Jackson-Fans haben für Samstag Demonstrationen vor der ProSieben-Zentrale in Unterföhring angekündigt, um auf „Verleumdungen und Falschaussagen“ in der Dokumentation aufmerksam zu machen.

Reed hatte in dieser Woche eingeräumt, dass ein Detail nicht so sein kann, wie einer seiner Protagonisten im Film erzählt. James Safechuck (heute 41) gibt in der Dokumentation an, von 1988 bis 1992 von Jackson missbraucht worden zu sein – unter anderem in einem Raum des „Neverland“-Bahnhofes. Der wurde aber erst 1993 gebaut, wie ein Jackson-Biograf in den offiziellen Unterlagen der Baugenehmigung herausgefunden hat.

Safechuck und Wade Robson (36) erzählen in der Doku schockierend eindrucksvoll und in schwer zu ertragenen Details, wie der Sänger sie als Kinder missbraucht haben soll.

„In Paris zeigte er mir, wie man masturbiert. Damit fing es an“, sagt Safechuck. Und dass Jackson sich überall auf seiner berühmten Neverland Ranch an ihm vergangen haben soll. „Es klingt krank, aber es war wie in einer frischen Beziehung“, sagt er. „Ich war richtig verliebt in ihn.“ Seine Hände zittern, wenn er erzählt, wie Jackson ihm Schmuck für sexuelle Gefälligkeiten geschenkt haben soll.

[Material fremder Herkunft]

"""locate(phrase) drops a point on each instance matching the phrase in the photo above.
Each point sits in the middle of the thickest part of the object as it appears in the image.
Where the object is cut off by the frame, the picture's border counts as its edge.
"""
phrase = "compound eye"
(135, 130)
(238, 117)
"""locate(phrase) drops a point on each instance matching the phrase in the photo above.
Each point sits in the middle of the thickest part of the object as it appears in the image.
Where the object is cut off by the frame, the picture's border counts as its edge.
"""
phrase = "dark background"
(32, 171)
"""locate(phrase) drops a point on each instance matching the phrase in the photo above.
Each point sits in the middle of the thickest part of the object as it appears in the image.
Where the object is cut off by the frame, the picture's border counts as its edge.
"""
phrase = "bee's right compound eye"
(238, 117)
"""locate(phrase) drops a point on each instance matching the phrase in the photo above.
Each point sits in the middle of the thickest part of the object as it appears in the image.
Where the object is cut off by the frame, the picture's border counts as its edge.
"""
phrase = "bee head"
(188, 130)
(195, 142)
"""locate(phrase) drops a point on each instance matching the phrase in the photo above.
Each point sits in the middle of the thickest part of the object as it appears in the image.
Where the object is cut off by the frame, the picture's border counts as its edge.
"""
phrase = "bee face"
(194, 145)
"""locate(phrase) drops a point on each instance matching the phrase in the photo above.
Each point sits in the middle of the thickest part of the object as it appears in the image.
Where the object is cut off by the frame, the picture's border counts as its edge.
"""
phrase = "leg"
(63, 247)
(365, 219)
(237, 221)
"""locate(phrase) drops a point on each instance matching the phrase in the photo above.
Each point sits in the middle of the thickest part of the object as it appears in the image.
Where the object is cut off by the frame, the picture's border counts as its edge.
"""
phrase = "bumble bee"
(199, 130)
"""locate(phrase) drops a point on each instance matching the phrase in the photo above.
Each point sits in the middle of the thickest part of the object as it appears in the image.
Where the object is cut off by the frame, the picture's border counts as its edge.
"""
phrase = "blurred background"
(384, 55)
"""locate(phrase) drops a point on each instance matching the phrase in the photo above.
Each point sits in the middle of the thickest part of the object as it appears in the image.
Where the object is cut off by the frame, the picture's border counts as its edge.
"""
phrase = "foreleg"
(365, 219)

Beide Männer berichten von Eifersucht, weil sie gegen jüngere Kinder ausgetauscht worden sein sollen, als sie selbst älter wurden. Robsons Mutter spricht von einem „Muster“: „Alle zwölf Monate hatte er einen neuen Jungen an seiner Seite.“

„Über ‚Leaving Neverland‘ spricht die Welt“, sagte ProSieben-Chefredakteur Stefan Vaupel. „Kindesmissbrauch ist eins der größten gesellschaftlichen Tabu-Themen unserer Zeit. Kirche, Künstler und andere haben sich in den vergangenen Jahren immer wieder das Schweigen ihrer Opfer erkauft. Deshalb zeigen wir ‚Leaving Neverland‘.“

Begleitet wird die US-Dokumentation am Samstagabend von einer eigenen ProSieben-Sendung. Opfer, Wegbegleiter, Fans, Freunde und Kritiker Jacksons sollen darin zu Wort kommen.

„Lynchjustiz der Medien“

„Mir fehlen die Worte“, sagt die Frau, die sich seit Jahren hingebungsvoll um das Münchner Jackson-Denkmal kümmert, ihren Namen aber nicht mehr in den Medien lesen will. Denn: „Mein Herz schlägt ganz anders als das der Presse.“ Eigentlich will sie gar nichts mehr dazu sagen – und spricht dann doch fast eine halbe Stunde ohne Pause. So wütend ist sie. Sie ist Vorsitzende eines Vereins, der sich „MJ’s Legacy“ nennt und für Michael Jacksons Erbe zuständig fühlt.

Sie spricht von einer „Lynchjustiz der Medien“. Wohin, so fragt sie, kommen wir denn, wenn über Schuld und Unschuld nicht mehr in Gerichtssälen geurteilt wird, sondern in Dokumentationen? Die Justiz, so betont der Fan, habe Jackson freigesprochen.

In Fan-Foren im Internet werden die Protagonisten des Films teils wüst beschimpft. Jacksons Unschuld ist dort keine Vermutung, sondern Gewissheit. In Köln demonstrierten Fans am Wochenende gegen die Ausstrahlung der Dokumentation.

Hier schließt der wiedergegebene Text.